Artan trafik yoğunluğuna büyük bir çözüm getirmesi planlanan Volocopter, iş yerlerine, alışverişe ve gidilmek istenen tüm noktalara kolaylıkla ulaşımı sağlayan uçuş aracı olması hedefleniyor

YAYINLAMA
GÜNCELLEME

Dilek SEVAL

İSTANBUL - Almanya’nın Karlsruhe şehrinde 2007 yılında kurulan ‘e-volo GmbH’, Volocopter fikrini 2010 yılının sonuna doğru geliştirdi. Iphone cihazları üzerinden kumanda edilebilen oyuncak quadrokopterleri izlerken, elektrik gücüyle çalışan multikopterin bir insanı hayava kaldırıp kaldıramayacağı sorusunun ortaya çıktığını dile getiren e-volo GmbH Genel Müdürü Alexander Zosel, bunu şimdiye kadar kimsenin denemediğini ve kendilerinin de oluşturdukları ilk ekip ile kapsamlı ön analizlerden sonra ilk test modelinin tasarlandığını açıkladı. Volocopter'in özelliklerini anlatan Zosel, “Volocopter, herkese yönelik uçuş aracının ilk adımı olacak. Kolay uçabilme, emisyonsuz ve özellikle de güvenli olması en önemli özelliği” diye konuştu. 

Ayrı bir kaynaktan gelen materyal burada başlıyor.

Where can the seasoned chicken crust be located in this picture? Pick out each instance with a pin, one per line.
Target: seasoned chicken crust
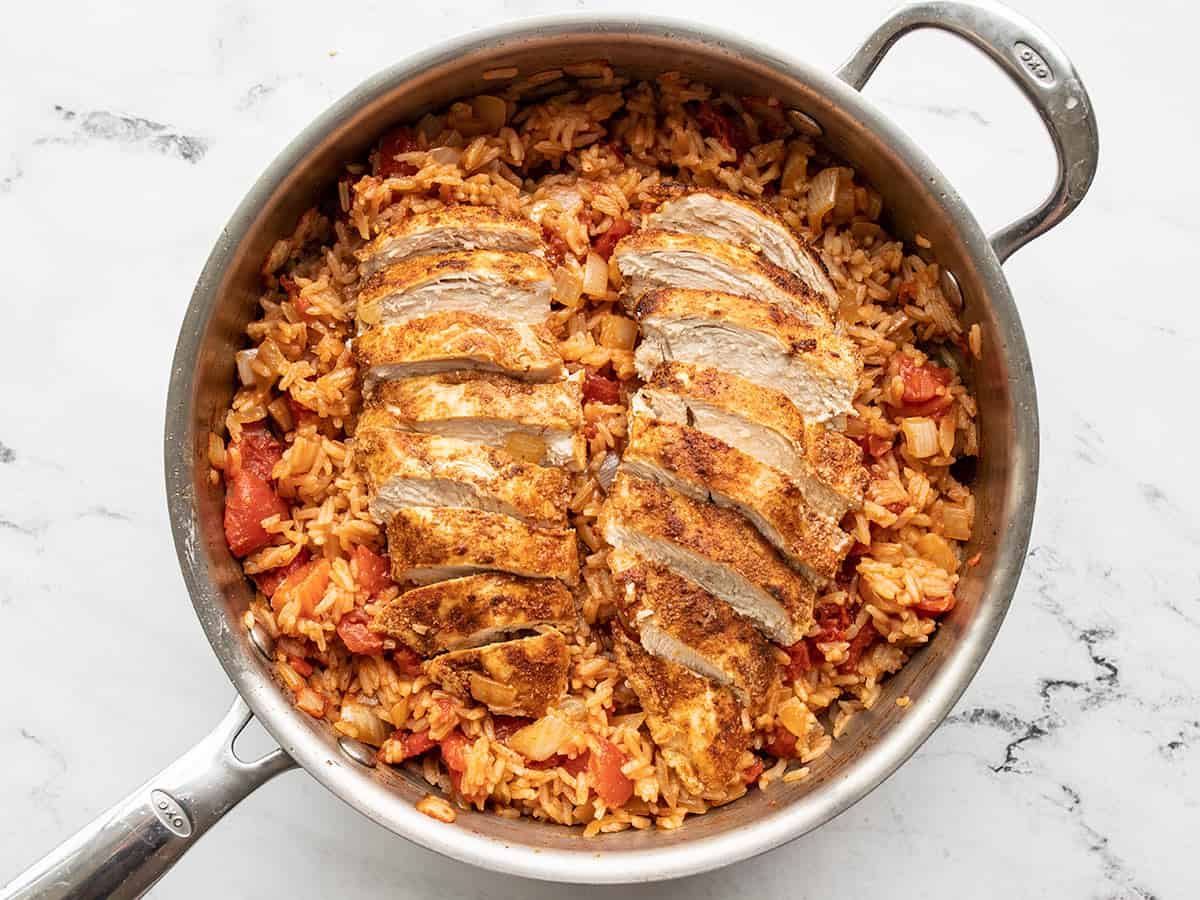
(457, 340)
(522, 677)
(723, 215)
(713, 547)
(696, 724)
(475, 610)
(430, 544)
(653, 258)
(706, 468)
(448, 229)
(415, 469)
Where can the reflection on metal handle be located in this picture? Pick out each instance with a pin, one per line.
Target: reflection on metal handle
(125, 850)
(1042, 71)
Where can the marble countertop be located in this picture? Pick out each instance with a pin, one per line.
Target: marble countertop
(1071, 768)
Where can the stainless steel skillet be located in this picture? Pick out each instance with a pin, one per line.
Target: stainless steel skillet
(129, 847)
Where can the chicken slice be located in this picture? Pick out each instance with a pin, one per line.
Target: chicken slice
(701, 467)
(413, 469)
(445, 231)
(826, 465)
(681, 622)
(696, 724)
(714, 547)
(653, 259)
(816, 369)
(537, 423)
(725, 216)
(514, 287)
(522, 677)
(473, 611)
(457, 340)
(429, 544)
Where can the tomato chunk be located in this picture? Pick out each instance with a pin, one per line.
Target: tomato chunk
(922, 382)
(875, 445)
(454, 749)
(936, 605)
(259, 450)
(306, 585)
(726, 129)
(579, 765)
(613, 787)
(407, 661)
(598, 389)
(802, 661)
(781, 744)
(606, 241)
(269, 581)
(505, 726)
(858, 646)
(355, 631)
(413, 743)
(249, 501)
(454, 755)
(371, 570)
(401, 141)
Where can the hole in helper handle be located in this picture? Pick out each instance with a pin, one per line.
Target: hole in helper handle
(1041, 70)
(126, 849)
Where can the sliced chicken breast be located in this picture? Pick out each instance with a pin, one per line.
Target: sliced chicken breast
(696, 724)
(705, 468)
(473, 611)
(445, 231)
(514, 287)
(537, 423)
(414, 469)
(457, 340)
(521, 677)
(816, 369)
(825, 465)
(681, 622)
(429, 544)
(714, 547)
(653, 259)
(725, 216)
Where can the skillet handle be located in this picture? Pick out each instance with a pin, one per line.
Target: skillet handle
(1042, 71)
(124, 851)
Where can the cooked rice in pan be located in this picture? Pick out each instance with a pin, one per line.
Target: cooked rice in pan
(581, 155)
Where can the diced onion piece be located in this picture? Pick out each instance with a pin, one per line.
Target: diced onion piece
(526, 447)
(935, 549)
(822, 196)
(367, 727)
(445, 155)
(543, 738)
(955, 522)
(436, 808)
(568, 286)
(795, 717)
(863, 231)
(595, 276)
(921, 435)
(245, 370)
(618, 333)
(492, 694)
(844, 201)
(491, 109)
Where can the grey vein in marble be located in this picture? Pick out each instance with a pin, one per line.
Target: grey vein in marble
(135, 131)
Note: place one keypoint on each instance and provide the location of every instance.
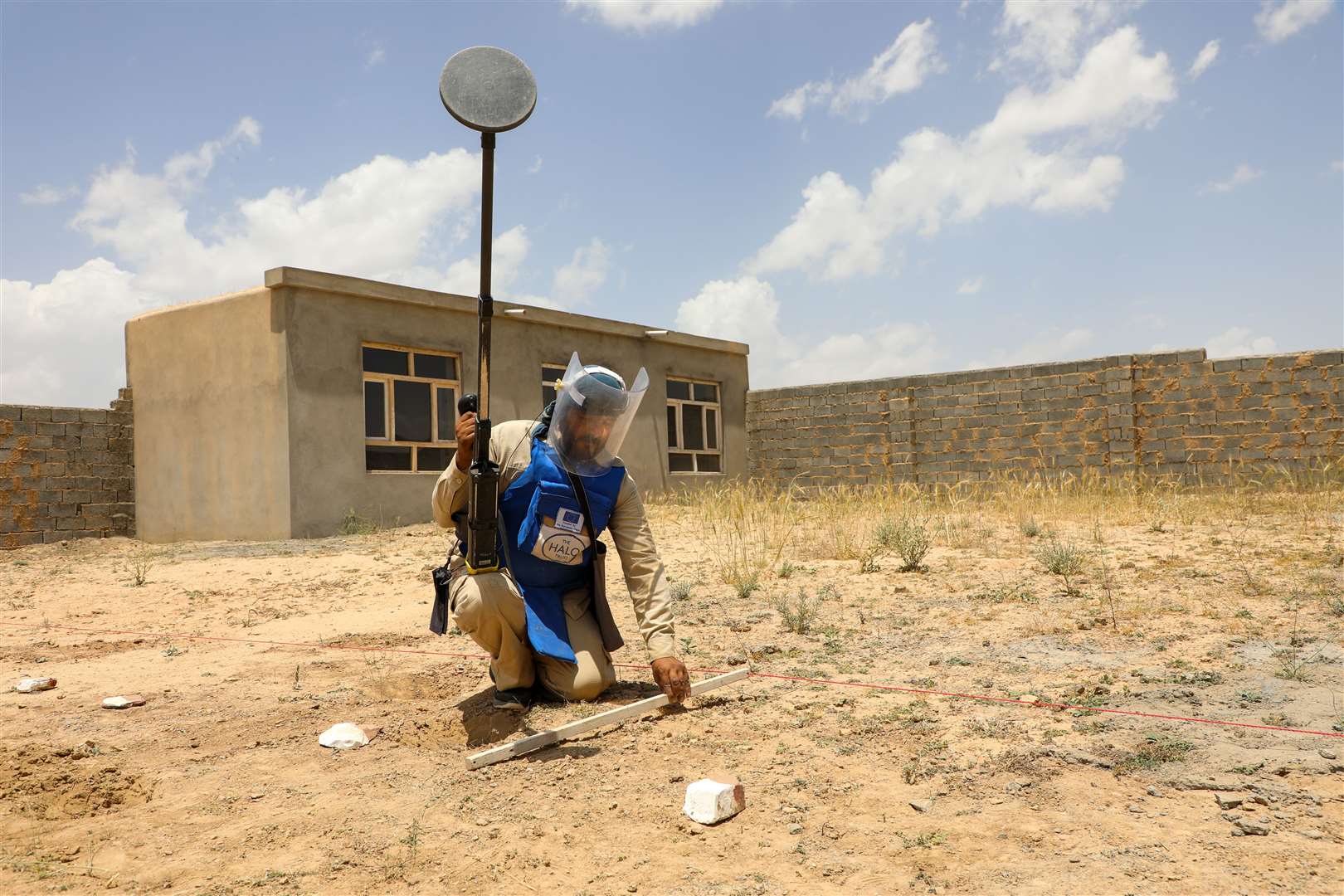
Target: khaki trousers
(489, 609)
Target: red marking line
(629, 665)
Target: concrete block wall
(1277, 410)
(1166, 414)
(66, 472)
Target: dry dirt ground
(218, 785)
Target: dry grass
(749, 527)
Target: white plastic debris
(344, 735)
(715, 798)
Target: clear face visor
(592, 418)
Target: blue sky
(856, 190)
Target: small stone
(713, 800)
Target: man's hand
(465, 440)
(670, 674)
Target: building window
(552, 373)
(695, 436)
(410, 409)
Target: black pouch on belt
(438, 616)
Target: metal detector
(488, 90)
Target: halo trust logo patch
(563, 548)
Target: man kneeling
(544, 625)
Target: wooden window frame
(552, 383)
(704, 429)
(390, 403)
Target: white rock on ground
(715, 798)
(344, 735)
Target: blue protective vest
(543, 492)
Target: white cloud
(576, 282)
(643, 17)
(746, 310)
(1278, 22)
(1032, 153)
(898, 69)
(1237, 342)
(1053, 344)
(62, 342)
(793, 104)
(1244, 175)
(47, 195)
(1046, 37)
(1205, 60)
(386, 219)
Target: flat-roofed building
(273, 412)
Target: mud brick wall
(66, 472)
(1172, 414)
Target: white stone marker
(715, 798)
(343, 737)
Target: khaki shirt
(629, 527)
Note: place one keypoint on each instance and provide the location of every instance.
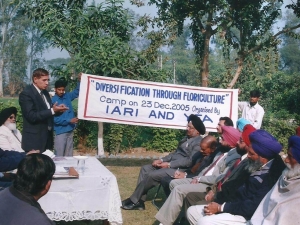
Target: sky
(57, 53)
(151, 10)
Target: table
(94, 196)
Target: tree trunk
(100, 139)
(207, 32)
(1, 77)
(205, 66)
(237, 73)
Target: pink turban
(230, 135)
(298, 131)
(264, 144)
(248, 129)
(294, 144)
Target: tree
(8, 15)
(243, 25)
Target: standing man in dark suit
(38, 112)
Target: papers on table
(65, 172)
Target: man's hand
(74, 120)
(212, 208)
(33, 151)
(209, 196)
(195, 180)
(59, 108)
(156, 163)
(179, 174)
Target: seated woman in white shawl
(10, 136)
(281, 204)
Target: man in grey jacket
(151, 174)
(19, 203)
(207, 177)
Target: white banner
(142, 103)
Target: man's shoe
(126, 201)
(131, 206)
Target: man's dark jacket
(255, 188)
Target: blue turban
(294, 144)
(241, 123)
(264, 144)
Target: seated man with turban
(207, 177)
(150, 175)
(225, 189)
(264, 151)
(280, 205)
(10, 136)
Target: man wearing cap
(9, 160)
(264, 150)
(207, 177)
(38, 112)
(10, 136)
(65, 123)
(225, 189)
(251, 110)
(281, 204)
(241, 123)
(150, 175)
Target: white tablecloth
(94, 196)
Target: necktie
(219, 184)
(15, 136)
(43, 97)
(48, 106)
(213, 164)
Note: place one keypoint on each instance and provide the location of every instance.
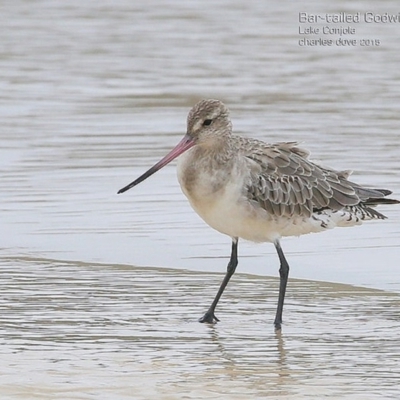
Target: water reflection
(135, 330)
(92, 94)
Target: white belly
(219, 197)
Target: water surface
(92, 94)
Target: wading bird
(249, 189)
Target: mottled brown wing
(285, 183)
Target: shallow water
(97, 331)
(92, 94)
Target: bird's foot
(278, 326)
(209, 317)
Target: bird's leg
(284, 274)
(209, 316)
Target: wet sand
(96, 331)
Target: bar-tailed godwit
(249, 189)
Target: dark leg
(284, 274)
(209, 315)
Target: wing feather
(285, 182)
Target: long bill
(185, 144)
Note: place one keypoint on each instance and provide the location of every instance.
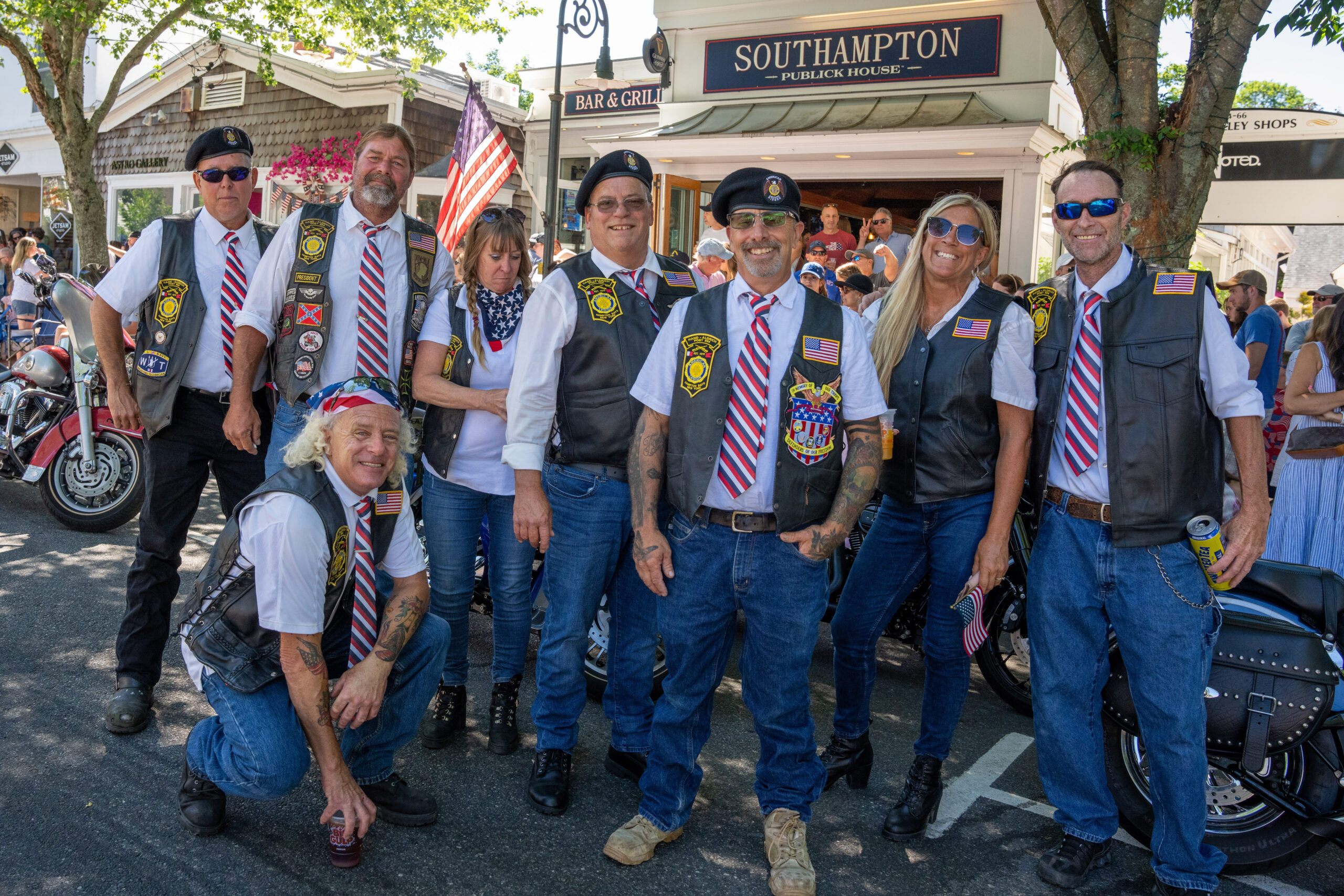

 Geleceğin ‘halk helikopteri’

Volocopter adının İtalyanca’da uçuş kelimesi olan "volo" ve helikopterin İngilizce kısa şekli olan "copter" kelimelerinden oluştuğunu kaydeden Zosel, oval kabinin ön bölümünde iki kişinin yan yana oturabildiğini, arkasında ise elektronik güç kabininin saklı olduğu bilgisini verdi. Kabinin üzerinde halka şeklindeki iskelette, kalkışı sağlayan ve kumanda görevi gören 18 adet ayrı elektromotor bulunduğunu sözlerine ekleyen Zosel, “Her pervane biri birbirinden bağımsız çalışıyor. Dümen tertibatına ve dümene gerek duyulmuyor. Volocopter, ikiden fazla motora sahip olduğu için multikopter olarak adlandırılıyor. Konum ayarlaması, dengesizlikleri kendiliğinden eşitliyor ve havada düz ve sabit kalmasını sağlıyor. Pilot, uçuş aracını istediği tarafa yönlendirebiliyor. Tüm bunlar Volocopter'in, adeta üçüncü boyuta hareketimizi başlatacak olan geleceğin ‘halk helikopteri’ olabileceğini gösteriyor.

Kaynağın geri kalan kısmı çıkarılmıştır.